A tese central de Mises e Hayek é simples mas devastadora: a centralização da economia conduz inevitavelmente à sua destruição. Sempre que o poder político tenta assumir o papel de “planeador central”, substituindo as escolhas livres das pessoas por ordens emitidas de um gabinete em S. Bento, acaba por distorcer os sinais que orientam a cooperação social e cria consequências desastrosas. A economia não é uma máquina que se regula de cima; é um processo vivo e descentralizado, feito do dia-a-dia em que milhões de indivíduos compram e vendem, trabalham, poupam, investem e inovam. É essa rede complexa de decisões locais, guiada pelos preços e pelas preferências, que nenhum político ou técnico pode reproduzir. A arrogância fatal está em acreditar que um pequeno grupo pode substituir esta ordem espontânea por decretos e planos centralizados.
Em Portugal, porém, persiste uma mentalidade de dependência, quase infantil, do “pai-estado” que tem o dever de prover e regular tudo o que importa. É a ilusão de que mais intervenção política é sinónimo de “salvação do povo”. Sempre que há uma crise, a primeira resposta da população é exigir mais centralização, mais subsídios, mais controlo. No entanto, a história recente mostra exactamente que é essa centralização que perpetua os problemas.

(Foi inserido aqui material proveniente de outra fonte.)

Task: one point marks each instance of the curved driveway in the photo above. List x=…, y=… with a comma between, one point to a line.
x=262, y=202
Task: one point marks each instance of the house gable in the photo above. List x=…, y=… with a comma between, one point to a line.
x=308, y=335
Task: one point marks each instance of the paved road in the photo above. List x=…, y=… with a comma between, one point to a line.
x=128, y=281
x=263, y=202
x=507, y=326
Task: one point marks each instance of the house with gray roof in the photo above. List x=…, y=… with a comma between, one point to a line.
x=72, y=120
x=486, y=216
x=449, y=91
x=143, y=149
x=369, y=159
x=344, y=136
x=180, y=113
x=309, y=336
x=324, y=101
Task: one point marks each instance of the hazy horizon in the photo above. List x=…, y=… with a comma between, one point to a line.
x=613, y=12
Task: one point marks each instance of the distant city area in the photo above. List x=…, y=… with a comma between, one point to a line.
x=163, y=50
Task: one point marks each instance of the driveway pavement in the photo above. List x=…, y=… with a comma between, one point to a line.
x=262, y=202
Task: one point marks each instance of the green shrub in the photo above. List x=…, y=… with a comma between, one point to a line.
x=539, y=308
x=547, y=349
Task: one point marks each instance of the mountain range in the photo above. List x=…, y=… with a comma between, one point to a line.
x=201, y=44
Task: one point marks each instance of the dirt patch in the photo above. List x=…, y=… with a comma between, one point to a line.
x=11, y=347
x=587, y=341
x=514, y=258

Lembremo-nos de alguns exemplos:
• Banca e sector financeiro: Depois do colapso do BES em 2014, a resposta não foi permitir que a falência responsabilizasse os gestores e accionistas, como seria natural num sistema de mercado. O estado entrou em cena e socializou os prejuízos através do Novo Banco e do Fundo de Resolução. Na prática, fez com que os cidadãos e contribuintes pagassem pelos erros de banqueiros e políticos e o resultado foi um sector bancário ainda mais dependente da política, com incentivos distorcidos e confiança corroída.
• TAP: Repetidamente resgatada com dinheiro público, a companhia aérea tornou-se um símbolo do vício português na intervenção estatal. Sempre que ameaça cair, justifica-se o “salvamento” com argumentos patrióticos: bandeira, diáspora, “estratégico”, etc. Na realidade, os resgates custaram milhares de milhões aos contribuintes, sem resolver a sua inviabilidade estrutural. É a encarnação da tese de Mises: tentar sustentar artificialmente uma empresa falida é desviar recursos daquilo que os portugueses realmente valorizam e estão dispostos a pagar.

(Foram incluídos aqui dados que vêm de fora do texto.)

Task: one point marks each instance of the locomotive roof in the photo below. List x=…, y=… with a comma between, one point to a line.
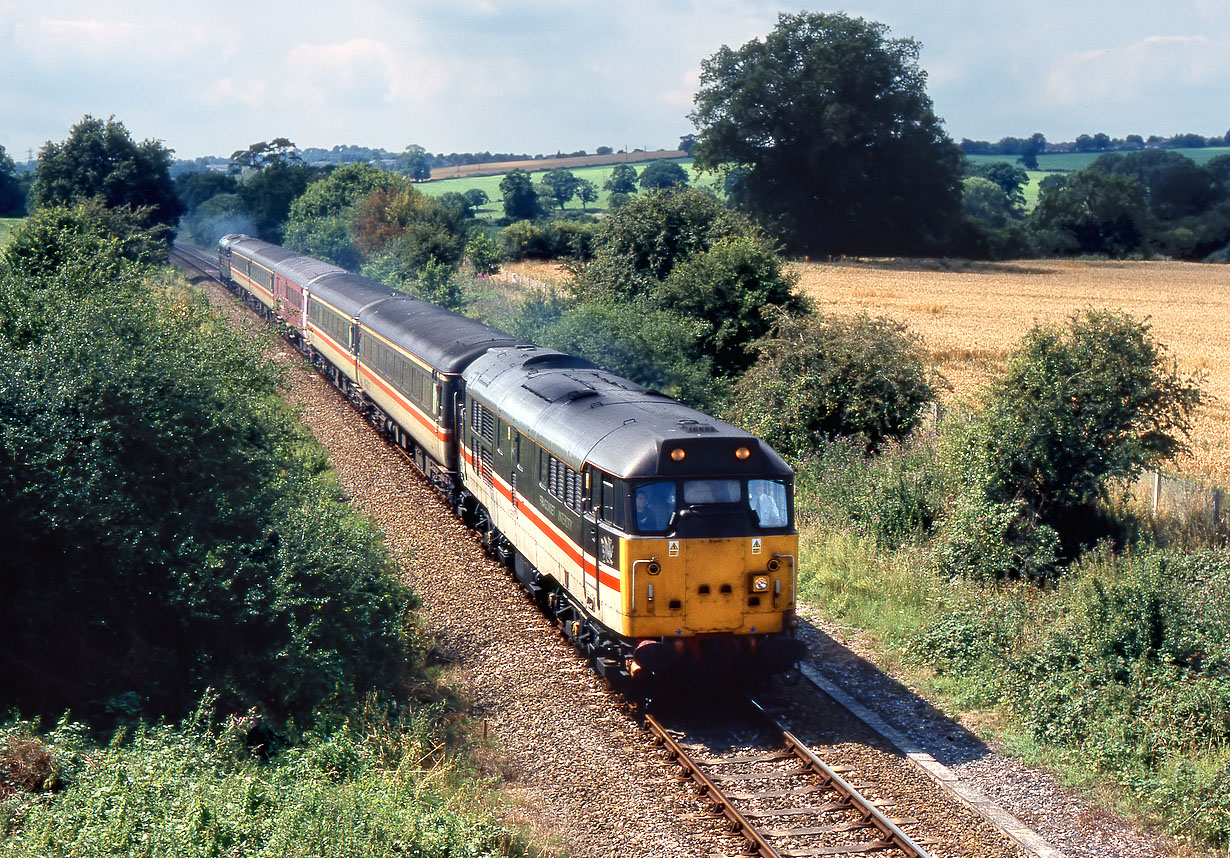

• Sector da energia: A obsessão com “planos estratégicos” levou à criação de rendas garantidas e monopólios de facto. Os consumidores pagam facturas carregadas de encargos escondidos para sustentar políticas ditas verdes ou de “segurança energética”. Em vez de abrir o mercado à concorrência, perpetua-se um cartel legalizado (EDP, Galp, REN, Iberdrola e Endesa). O estado centraliza, distorce os preços e impõe sobrecustos na factura do cidadão comum. O apagão de 2025 revelou que apesar de décadas de “planos estratégicos” e subsídios, bastou uma falha técnica para deixar milhões sem energia. A centralização não trouxe resiliência, trouxe fragilidade.
• Educação: As constantes “reformas estruturais” vindas de Lisboa, desde a reorganização curricular às provas nacionais, mostram o mesmo padrão: a crença de que uns quantos técnicos podem planear a aprendizagem de milhões de alunos. O resultado é a mediocridade sistemática, a fuga de talentos e a reprodução de desigualdades. O que seria natural (diversidade de métodos, autonomia de escolas, liberdade de escolha dos pais) é bloqueado por uma lógica de centralização.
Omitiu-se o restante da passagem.